Autosomal dominant hereditary sensory neuropathy with chronic cough and gastro-oesophageal reflux: clinical features in two families linked to chromosome 3p22–p24
1 Institute of Clinical Neurosciences, Royal Prince Alfred Hospital and University of Sydney, 2 Neurobiology Laboratory, ANZAC Research Institute, 3 Departments of Molecular Medicine, 4 Respiratory Medicine, Concord Hospital, 5 Canberra Clinical School, Australian National University and University of Sydney, Sydney, 6 Departments of Gastroenterology and Hepatology, 7 Neurology, The Canberra Hospital, 8 Departments of Neurology and 9 Gastroenterology, Princess Alexandra Hospital, 10 Department of Respiratory Medicine, The Mater Adult Hospital, Brisbane, Australia
Correspondence to: Dr Penelope Spring, Department of Neurology, Concord Hospital, Hospital Road Concord, New South Wales, 2139, Australia E-mail: pspring{at}med.usyd.edu.au
Autosomal dominant hereditary sensory neuropathy (HSN I) is a clinically and genetically heterogeneous group of disorders, and in some families it is due to mutations in the serine palmitoyltransferase (SPTLC1) gene. We have characterized two families with HSN I associated with cough and gastro-oesophageal reflux (GOR). From a large Australian family, 27 individuals and from a smaller family, 11 individuals provided clinical information and blood for genetic analysis. Affected individuals had an adult onset of paroxysmal cough, GOR and distal sensory loss. Cough could be triggered by noxious odours or by pressure in the external auditory canal (Arnold's ear–cough reflex). Other features included throat clearing, hoarse voice, cough syncope and sensorineural hearing loss. Neurophysiological and pathological studies demonstrated a sensory axonal neuropathy. Gastric emptying studies were normal, and autonomic function and sweat tests were either normal or showed distal hypohidrosis. Cough was likely to be due to a combination of denervation hypersensitivity of the upper airways and oesophagus, and prominent GOR. Most affected individuals were shown on 24 h ambulatory oesophageal pH monitoring to have multiple episodes of GOR, closely temporally associated with coughing. Hoarse voice was probably attributable to acid-induced laryngeal damage, and there was no evidence of vocal cord palsy. No other cause for cough was found on most respiratory or otorhinological studies. Linkage to chromosome 3p22–p24 has been found in both families, with no evidence of linkage to loci for known HSN I, autosomal dominant hereditary motor and sensory neuropathy, hereditary GOR or triple A syndrome. These families represent a genetically novel variant of HSN I, with a distinctive cough owing to involvement of the upper aerodigestive tract.

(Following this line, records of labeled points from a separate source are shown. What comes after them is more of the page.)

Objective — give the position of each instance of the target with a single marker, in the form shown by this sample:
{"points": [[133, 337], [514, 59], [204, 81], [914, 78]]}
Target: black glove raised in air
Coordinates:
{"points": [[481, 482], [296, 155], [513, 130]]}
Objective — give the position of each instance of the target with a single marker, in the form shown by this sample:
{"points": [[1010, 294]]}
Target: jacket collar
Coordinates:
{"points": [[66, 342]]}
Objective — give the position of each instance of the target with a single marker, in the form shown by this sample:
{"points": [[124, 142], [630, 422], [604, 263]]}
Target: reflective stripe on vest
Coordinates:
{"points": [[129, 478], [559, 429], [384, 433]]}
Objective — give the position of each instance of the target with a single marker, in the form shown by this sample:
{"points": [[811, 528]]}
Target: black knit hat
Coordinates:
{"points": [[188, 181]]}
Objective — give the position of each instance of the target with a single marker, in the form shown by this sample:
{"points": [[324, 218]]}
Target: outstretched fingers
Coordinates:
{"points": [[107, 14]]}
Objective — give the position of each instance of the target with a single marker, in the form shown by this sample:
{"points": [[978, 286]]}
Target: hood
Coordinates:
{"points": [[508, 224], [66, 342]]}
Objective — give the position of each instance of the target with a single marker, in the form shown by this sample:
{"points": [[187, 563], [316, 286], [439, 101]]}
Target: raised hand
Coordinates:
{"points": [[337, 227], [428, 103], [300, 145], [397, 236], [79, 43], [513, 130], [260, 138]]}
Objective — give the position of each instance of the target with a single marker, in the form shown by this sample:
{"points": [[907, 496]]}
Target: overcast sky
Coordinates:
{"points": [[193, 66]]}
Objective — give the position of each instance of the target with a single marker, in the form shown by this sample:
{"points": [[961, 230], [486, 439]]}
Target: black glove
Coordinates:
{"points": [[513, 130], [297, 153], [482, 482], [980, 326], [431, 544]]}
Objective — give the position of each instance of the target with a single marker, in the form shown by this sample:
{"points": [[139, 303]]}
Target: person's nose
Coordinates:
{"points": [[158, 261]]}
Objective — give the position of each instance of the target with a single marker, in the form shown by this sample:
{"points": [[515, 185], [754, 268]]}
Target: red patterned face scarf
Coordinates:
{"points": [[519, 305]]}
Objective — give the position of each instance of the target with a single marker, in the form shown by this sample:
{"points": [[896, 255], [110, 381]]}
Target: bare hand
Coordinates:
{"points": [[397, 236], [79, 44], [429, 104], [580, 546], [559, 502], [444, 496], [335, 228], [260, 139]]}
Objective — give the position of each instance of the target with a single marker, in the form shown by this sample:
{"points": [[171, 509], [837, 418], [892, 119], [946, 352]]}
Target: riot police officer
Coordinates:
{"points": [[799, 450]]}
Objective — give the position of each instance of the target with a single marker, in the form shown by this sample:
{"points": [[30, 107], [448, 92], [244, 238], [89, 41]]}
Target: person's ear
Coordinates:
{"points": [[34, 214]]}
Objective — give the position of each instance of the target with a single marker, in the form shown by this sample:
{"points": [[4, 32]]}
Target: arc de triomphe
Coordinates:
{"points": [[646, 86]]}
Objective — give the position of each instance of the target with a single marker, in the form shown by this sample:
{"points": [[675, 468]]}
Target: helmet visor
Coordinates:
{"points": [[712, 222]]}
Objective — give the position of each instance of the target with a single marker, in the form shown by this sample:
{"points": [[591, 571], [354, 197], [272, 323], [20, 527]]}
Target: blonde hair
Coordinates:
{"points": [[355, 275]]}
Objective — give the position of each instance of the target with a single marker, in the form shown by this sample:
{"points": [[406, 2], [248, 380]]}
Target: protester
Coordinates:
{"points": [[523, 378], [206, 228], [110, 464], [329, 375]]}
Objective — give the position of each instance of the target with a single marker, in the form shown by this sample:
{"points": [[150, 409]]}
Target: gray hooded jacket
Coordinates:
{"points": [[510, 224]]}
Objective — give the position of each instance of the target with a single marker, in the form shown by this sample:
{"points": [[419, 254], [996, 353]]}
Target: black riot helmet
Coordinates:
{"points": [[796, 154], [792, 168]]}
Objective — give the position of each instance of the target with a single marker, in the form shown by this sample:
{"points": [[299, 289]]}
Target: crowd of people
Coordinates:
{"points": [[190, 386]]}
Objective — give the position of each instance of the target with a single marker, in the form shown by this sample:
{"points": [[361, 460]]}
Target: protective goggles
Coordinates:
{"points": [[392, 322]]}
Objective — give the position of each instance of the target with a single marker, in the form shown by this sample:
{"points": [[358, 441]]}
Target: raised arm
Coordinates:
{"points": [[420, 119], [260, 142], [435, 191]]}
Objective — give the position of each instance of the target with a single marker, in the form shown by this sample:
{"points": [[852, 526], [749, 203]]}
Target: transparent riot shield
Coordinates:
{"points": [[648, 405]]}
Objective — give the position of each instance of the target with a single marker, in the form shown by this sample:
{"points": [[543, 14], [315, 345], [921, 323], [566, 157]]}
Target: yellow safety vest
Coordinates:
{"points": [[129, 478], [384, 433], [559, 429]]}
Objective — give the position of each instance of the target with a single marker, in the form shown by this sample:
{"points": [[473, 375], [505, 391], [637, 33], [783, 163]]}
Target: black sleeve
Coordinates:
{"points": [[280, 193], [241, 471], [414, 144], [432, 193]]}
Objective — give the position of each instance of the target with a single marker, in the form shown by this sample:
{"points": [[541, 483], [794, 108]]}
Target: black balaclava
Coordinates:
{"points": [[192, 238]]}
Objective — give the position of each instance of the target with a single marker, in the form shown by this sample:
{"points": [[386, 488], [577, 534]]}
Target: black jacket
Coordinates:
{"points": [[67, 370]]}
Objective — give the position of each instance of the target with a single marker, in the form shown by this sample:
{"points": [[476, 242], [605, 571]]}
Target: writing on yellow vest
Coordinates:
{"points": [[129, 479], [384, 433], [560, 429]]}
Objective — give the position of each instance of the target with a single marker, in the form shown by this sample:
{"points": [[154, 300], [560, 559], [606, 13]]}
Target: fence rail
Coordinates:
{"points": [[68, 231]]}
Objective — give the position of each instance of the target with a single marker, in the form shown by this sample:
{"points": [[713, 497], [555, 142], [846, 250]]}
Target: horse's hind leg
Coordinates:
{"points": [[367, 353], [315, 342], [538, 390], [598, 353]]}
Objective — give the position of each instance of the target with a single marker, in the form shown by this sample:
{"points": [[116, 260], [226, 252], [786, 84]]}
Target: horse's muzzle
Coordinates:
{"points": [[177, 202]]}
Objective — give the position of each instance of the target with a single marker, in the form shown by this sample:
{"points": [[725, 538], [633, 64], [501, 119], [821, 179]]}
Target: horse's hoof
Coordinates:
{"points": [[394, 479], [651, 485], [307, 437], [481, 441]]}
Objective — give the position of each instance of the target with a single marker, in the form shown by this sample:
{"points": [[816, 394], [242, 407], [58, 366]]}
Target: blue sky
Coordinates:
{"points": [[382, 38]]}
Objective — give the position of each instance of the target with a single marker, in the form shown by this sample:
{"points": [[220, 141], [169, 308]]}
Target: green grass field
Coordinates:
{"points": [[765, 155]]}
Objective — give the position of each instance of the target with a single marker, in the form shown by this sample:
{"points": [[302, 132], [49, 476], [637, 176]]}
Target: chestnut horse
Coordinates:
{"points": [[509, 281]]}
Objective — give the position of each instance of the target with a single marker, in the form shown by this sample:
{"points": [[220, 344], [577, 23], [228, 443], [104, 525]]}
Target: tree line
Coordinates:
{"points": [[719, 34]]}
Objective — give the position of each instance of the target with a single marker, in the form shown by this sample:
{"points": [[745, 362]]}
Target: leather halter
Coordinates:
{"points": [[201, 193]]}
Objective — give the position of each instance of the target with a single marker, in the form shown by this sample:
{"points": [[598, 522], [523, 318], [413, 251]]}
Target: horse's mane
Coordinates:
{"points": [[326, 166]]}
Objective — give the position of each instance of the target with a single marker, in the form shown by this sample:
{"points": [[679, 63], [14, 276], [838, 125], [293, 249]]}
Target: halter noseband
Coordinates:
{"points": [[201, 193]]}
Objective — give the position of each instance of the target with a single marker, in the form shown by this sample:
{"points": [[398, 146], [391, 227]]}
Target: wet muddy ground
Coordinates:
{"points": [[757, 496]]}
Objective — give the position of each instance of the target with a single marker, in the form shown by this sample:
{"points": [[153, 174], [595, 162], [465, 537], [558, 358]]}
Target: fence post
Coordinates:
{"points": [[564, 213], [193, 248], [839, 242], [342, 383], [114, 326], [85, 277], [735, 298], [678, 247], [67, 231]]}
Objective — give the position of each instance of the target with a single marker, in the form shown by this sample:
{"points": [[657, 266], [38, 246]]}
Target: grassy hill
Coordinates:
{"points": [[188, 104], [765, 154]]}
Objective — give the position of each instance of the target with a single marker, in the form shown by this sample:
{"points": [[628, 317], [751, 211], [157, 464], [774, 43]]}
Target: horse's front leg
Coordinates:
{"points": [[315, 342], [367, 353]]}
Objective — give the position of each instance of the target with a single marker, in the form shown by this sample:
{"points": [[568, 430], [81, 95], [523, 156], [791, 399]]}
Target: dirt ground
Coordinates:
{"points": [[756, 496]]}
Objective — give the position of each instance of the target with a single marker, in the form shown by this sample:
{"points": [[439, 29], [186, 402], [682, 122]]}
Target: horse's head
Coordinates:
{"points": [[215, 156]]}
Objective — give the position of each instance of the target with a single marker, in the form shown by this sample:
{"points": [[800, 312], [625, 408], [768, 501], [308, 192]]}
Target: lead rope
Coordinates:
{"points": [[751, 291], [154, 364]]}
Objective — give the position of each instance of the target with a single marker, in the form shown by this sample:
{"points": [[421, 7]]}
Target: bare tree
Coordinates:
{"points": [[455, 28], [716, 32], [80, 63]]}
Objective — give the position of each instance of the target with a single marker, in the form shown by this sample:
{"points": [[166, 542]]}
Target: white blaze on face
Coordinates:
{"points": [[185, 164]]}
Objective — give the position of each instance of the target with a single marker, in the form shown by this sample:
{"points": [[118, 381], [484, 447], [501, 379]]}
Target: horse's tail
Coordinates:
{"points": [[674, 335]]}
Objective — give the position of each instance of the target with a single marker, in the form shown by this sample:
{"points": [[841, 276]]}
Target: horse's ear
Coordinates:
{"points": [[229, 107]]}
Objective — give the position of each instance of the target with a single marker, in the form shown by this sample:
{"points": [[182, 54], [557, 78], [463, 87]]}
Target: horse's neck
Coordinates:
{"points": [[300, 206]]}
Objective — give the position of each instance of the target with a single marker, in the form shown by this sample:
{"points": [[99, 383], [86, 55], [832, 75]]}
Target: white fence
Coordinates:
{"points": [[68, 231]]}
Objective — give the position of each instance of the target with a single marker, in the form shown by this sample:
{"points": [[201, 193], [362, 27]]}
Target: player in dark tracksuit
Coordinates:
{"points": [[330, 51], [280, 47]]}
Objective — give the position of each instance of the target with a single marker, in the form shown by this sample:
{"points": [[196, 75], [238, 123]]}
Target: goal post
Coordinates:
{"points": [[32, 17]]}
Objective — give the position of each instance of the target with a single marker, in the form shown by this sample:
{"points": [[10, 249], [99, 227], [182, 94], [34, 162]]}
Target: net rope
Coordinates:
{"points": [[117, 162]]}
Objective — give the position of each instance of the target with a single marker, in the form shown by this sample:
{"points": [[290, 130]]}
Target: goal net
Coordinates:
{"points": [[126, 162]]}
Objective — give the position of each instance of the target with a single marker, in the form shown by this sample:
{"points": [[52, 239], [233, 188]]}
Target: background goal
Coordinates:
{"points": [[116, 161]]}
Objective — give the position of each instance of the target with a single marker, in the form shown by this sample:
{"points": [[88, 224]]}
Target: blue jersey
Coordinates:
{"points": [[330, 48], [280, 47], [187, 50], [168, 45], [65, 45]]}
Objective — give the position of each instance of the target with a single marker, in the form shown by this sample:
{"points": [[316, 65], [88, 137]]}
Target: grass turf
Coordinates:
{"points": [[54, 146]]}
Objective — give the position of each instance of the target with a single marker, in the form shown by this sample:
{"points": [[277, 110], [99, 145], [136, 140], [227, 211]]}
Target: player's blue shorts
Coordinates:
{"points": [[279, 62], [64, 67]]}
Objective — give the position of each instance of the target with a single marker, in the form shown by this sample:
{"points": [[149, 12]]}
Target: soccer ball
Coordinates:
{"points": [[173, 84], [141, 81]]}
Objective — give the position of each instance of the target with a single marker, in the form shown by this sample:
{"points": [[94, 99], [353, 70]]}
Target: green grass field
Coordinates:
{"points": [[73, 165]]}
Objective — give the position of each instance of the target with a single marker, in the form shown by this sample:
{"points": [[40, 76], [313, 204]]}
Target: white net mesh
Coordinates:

Key Words: skin biopsy; neuropathy; hereditary neuropathy; epidermal nerve; autonomic dysfunction
Abbreviations: ANA = anti-nuclear antibody; BAERs = brainstem auditory evoked responses; CMAP = compound motor action potential; CMT = Charcot–Marie–Tooth; ENA = extractable nuclear antigens; ENFD = epidermal nerve fibre density; ENT = ear nose and throat; FEESST = fibreoptic endoscopic evaluation of swallowing and sensory testing; GIT = gastrointestinal tract; GOR = gastro-oesophageal reflux; HMSN = hereditary motor and sensory neuropathy; HSAN = hereditary sensory and autonomic neuropathy; HSN = hereditary sensory neuropathy; LOS = lower oesophageal sphincter; NCS = nerve conduction studies; NGF = nerve growth factor; QST = quantitative sensory testing
Received December 21, 2004. Revised August 31, 2005. Accepted September 2, 2005.